You probably saw the actual video – but I don’t think you saw this one, the teaser where they are discussing the stunt beforehand. I think the best line is when Jean-Claude says “We’re going to drive forward…of course.”
Yeah, it is cool. The "muscles from Brussels" pulled off a tough stunt. Yet, in my humble opinion, it is not as cool as Faith Dickie’s slack line stunt, walking a slack line between two Volvo trucks, moving at 30+ MPH on a closed highway in Croatia. Faith has to cross between the trucks – on about 25 meters of line, over bridges and the center median, before the trucks enter a pair of tunnels. If she does not make it across the line before the tunnels, well, splat is the word that comes to mind.
I think that Faith really has bigger balls than JCVD. Yeah, he did his split, but she walked the line. One shot inside the cabs shows the speedometer at 75 KPH – 46 MPH, so she had a much larger set of problems to overcome. I think the visual beauty of The Epic Split, with the music, works to build a drama that is more memorable, backing into the sunset.
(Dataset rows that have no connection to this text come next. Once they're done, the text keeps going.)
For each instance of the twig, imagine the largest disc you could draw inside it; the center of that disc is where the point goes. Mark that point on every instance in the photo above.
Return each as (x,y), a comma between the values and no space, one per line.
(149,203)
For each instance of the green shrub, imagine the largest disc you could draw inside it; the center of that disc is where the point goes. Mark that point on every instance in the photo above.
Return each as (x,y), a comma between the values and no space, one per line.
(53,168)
Volvo’s effort to use stunts this year to demonstrate the new technology of their trucks is an interesting take. The idea behind the technology is to make the process of driving easier for both an aging population, and to appeal to females. If the truck drives with no more effort than a car, how much happier is the driver about driving? If you can drive with less effort, will you be more alert? Will the new technology actually reduce accidents? These are interesting arguments to make as a differentiator in the market.
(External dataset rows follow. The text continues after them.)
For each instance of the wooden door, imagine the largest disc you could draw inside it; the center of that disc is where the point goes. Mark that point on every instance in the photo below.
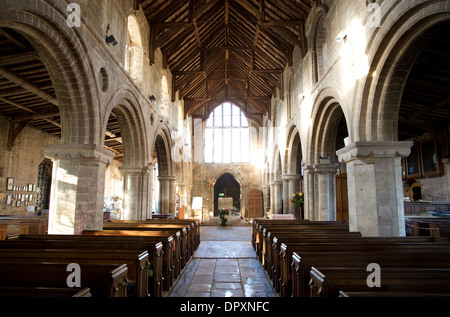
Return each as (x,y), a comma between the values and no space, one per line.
(341,198)
(255,204)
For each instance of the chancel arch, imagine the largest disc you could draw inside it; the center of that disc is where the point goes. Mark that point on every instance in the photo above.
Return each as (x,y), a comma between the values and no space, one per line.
(327,135)
(71,110)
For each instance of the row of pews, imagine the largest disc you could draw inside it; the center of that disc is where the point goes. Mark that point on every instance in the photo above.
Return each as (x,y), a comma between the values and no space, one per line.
(11,225)
(325,259)
(125,259)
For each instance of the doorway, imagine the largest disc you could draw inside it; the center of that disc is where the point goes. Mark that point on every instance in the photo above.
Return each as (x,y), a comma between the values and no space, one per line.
(227,186)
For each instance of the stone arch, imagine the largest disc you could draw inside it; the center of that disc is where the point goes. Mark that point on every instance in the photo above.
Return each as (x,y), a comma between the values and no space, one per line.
(393,49)
(240,179)
(163,185)
(328,115)
(319,50)
(134,56)
(67,62)
(325,119)
(136,170)
(125,107)
(162,144)
(294,149)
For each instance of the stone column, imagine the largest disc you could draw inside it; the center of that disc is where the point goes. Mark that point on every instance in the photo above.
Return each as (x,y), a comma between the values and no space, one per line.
(325,192)
(276,196)
(375,194)
(166,191)
(285,194)
(446,189)
(78,187)
(266,197)
(137,200)
(309,181)
(290,187)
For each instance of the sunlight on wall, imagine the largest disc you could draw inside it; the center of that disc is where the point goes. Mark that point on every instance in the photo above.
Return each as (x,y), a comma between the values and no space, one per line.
(62,181)
(305,110)
(354,60)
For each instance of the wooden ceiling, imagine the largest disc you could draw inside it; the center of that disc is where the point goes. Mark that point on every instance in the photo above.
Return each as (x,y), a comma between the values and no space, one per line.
(220,50)
(27,96)
(425,105)
(226,50)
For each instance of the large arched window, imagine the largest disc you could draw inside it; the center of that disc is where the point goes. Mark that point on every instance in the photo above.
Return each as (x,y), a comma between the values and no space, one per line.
(134,54)
(227,136)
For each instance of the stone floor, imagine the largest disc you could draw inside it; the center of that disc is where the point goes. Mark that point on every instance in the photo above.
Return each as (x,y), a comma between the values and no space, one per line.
(224,265)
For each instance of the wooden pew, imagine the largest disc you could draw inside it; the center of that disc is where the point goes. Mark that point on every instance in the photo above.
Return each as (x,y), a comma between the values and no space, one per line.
(137,262)
(193,223)
(186,234)
(161,258)
(257,223)
(36,291)
(392,294)
(328,281)
(311,225)
(103,280)
(303,261)
(22,224)
(268,234)
(273,254)
(3,230)
(178,250)
(154,256)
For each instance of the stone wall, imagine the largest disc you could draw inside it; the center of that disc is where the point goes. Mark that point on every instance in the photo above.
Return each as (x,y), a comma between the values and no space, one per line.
(21,163)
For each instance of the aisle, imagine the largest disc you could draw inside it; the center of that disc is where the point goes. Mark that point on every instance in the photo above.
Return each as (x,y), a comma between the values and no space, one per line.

The most skill in The Epic Split is not needed for what Jean-Claude is doing. He just has to balance. The truely skilled are the drivers in the cabs of those two trucks. If you watch the video carefully, there are four people in the cabs, two per truck. Notice that the truck on the left, the one that maneuvers away, executing the split, is a straight frame rig, while the rig on the right is a tractor-trailer combination. While it is not hard to back up a straight frame in a straight line, a combination is super hard to do. Moreover, to make a combination split off, the tractor would have to counter steer into the path of the other truck, and then away, making Jean-Claude's stunt almost impossible. The real performers in this stunt are the guys behind the wheel of the trucks. Not to take away from the wonder of the machines, or from Jean-Claude, the stunt would not have worked without those drivers.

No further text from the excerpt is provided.